Header logo is ei

Pattern Selection Using the Bias and Variance of Ensemble




[Abstract]: A useful pattern is a pattern that contributes much to learning. For a classification problem those patterns near the class boundary surfaces carry more information to the classifier. For a regression problem the ones near the estimated surface carry more information. In both cases, the usefulness is defined only for those patterns either without error or with negligible error. Using only the useful patterns gives several benefits. First, computational complexity in memory and time for learning is decreased. Second, overfitting is avoided even when the learner is over-sized. Third, learning results in more stable learners. In this paper, we propose a pattern “utility index” that measures the utility of an individual pattern. The utility index is based on the bias and variance of a pattern trained by a network ensemble.
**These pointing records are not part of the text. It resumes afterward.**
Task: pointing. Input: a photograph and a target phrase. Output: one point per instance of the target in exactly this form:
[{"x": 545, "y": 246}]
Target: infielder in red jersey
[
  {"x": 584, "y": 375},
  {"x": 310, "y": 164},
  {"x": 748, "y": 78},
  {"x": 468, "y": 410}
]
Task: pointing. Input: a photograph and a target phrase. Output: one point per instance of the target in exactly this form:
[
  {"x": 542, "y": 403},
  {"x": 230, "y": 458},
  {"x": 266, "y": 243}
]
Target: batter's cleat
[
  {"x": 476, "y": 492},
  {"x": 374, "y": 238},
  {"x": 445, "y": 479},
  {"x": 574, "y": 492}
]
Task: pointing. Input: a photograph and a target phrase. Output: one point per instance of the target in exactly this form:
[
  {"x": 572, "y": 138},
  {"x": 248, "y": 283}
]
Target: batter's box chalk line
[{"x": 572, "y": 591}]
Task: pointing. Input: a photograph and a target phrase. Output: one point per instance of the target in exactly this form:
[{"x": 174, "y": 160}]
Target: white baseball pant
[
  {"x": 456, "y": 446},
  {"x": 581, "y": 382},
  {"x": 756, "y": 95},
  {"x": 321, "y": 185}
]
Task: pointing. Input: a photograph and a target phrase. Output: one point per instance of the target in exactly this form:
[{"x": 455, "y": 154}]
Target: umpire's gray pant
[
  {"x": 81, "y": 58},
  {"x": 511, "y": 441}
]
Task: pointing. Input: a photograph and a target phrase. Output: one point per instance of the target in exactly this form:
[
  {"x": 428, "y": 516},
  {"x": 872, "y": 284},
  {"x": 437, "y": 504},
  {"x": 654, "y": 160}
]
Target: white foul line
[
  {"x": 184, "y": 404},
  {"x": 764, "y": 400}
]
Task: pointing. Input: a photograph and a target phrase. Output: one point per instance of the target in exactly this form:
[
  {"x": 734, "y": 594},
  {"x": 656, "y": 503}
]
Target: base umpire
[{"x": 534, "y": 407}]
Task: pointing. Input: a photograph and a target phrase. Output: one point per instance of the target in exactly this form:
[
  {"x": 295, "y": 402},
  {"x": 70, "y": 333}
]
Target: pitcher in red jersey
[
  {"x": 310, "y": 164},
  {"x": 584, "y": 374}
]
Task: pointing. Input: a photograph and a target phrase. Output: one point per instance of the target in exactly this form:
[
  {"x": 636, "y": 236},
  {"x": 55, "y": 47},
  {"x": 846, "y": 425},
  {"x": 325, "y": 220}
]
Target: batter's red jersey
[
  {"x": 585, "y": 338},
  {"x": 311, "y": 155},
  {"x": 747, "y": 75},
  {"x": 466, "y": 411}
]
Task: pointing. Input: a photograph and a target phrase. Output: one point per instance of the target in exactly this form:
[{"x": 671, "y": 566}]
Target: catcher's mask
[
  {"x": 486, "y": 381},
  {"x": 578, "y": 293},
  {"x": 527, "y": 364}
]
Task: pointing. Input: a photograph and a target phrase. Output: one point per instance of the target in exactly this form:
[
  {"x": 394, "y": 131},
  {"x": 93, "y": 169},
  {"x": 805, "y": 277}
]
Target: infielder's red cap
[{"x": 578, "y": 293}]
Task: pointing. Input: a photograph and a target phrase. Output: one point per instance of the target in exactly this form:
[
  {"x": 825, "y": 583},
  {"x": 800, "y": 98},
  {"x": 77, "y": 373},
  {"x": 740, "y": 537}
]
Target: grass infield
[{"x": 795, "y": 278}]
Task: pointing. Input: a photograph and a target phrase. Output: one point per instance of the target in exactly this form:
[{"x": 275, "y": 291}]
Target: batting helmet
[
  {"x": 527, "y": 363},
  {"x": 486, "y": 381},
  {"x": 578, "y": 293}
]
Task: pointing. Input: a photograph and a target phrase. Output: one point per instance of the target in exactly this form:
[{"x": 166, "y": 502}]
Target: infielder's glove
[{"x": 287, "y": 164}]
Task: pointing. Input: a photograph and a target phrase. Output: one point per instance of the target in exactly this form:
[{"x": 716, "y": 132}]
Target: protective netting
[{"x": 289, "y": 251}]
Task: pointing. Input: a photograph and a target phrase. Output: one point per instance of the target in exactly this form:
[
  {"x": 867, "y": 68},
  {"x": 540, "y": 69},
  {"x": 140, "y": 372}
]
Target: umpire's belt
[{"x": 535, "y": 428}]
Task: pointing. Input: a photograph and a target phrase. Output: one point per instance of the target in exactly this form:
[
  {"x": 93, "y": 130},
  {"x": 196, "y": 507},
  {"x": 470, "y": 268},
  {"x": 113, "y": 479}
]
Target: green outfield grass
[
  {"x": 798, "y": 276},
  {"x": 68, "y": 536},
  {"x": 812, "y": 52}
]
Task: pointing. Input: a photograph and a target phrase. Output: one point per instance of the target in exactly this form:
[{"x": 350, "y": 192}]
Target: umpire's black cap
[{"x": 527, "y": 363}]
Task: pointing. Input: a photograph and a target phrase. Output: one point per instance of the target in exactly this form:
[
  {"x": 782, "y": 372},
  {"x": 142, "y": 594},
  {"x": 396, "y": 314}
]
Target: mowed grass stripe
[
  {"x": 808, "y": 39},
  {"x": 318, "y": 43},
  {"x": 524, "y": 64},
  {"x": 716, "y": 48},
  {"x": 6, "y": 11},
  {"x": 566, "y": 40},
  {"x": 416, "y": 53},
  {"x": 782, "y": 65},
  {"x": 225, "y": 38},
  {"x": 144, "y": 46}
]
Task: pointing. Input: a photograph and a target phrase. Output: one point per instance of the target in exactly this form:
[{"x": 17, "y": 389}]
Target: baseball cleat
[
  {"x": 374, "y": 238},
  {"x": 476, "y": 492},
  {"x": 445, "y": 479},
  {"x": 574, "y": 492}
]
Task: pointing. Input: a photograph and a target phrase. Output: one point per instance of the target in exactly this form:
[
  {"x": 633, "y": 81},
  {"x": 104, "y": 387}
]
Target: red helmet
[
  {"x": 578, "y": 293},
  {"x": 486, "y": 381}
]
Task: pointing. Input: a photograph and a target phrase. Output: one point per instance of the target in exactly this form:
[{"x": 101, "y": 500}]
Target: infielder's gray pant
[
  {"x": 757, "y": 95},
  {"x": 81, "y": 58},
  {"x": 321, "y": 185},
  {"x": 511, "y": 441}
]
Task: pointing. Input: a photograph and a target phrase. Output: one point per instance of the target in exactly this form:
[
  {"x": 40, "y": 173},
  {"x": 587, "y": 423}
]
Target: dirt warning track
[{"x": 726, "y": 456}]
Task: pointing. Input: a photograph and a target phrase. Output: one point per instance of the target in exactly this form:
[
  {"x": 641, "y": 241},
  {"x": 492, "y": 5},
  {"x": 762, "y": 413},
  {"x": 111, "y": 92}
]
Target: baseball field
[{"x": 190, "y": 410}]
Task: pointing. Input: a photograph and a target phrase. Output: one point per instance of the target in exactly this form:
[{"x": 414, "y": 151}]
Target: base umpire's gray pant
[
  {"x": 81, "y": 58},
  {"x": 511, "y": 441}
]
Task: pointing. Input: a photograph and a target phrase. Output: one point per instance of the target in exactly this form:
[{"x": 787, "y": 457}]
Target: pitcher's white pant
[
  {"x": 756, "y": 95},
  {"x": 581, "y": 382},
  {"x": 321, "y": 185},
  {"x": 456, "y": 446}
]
In classification, the pattern with a low bias and a high variance gets a high score. In regression, on the other hand, the one with a low bias and a low variance gets a high score. Based on the distribution of the utility index, the original training set is divided into a high-score group and a low-score group. Only the high-score group is then used for training. The proposed method is tested on synthetic and real-world benchmark datasets. The proposed approach gives a better or at least similar performance.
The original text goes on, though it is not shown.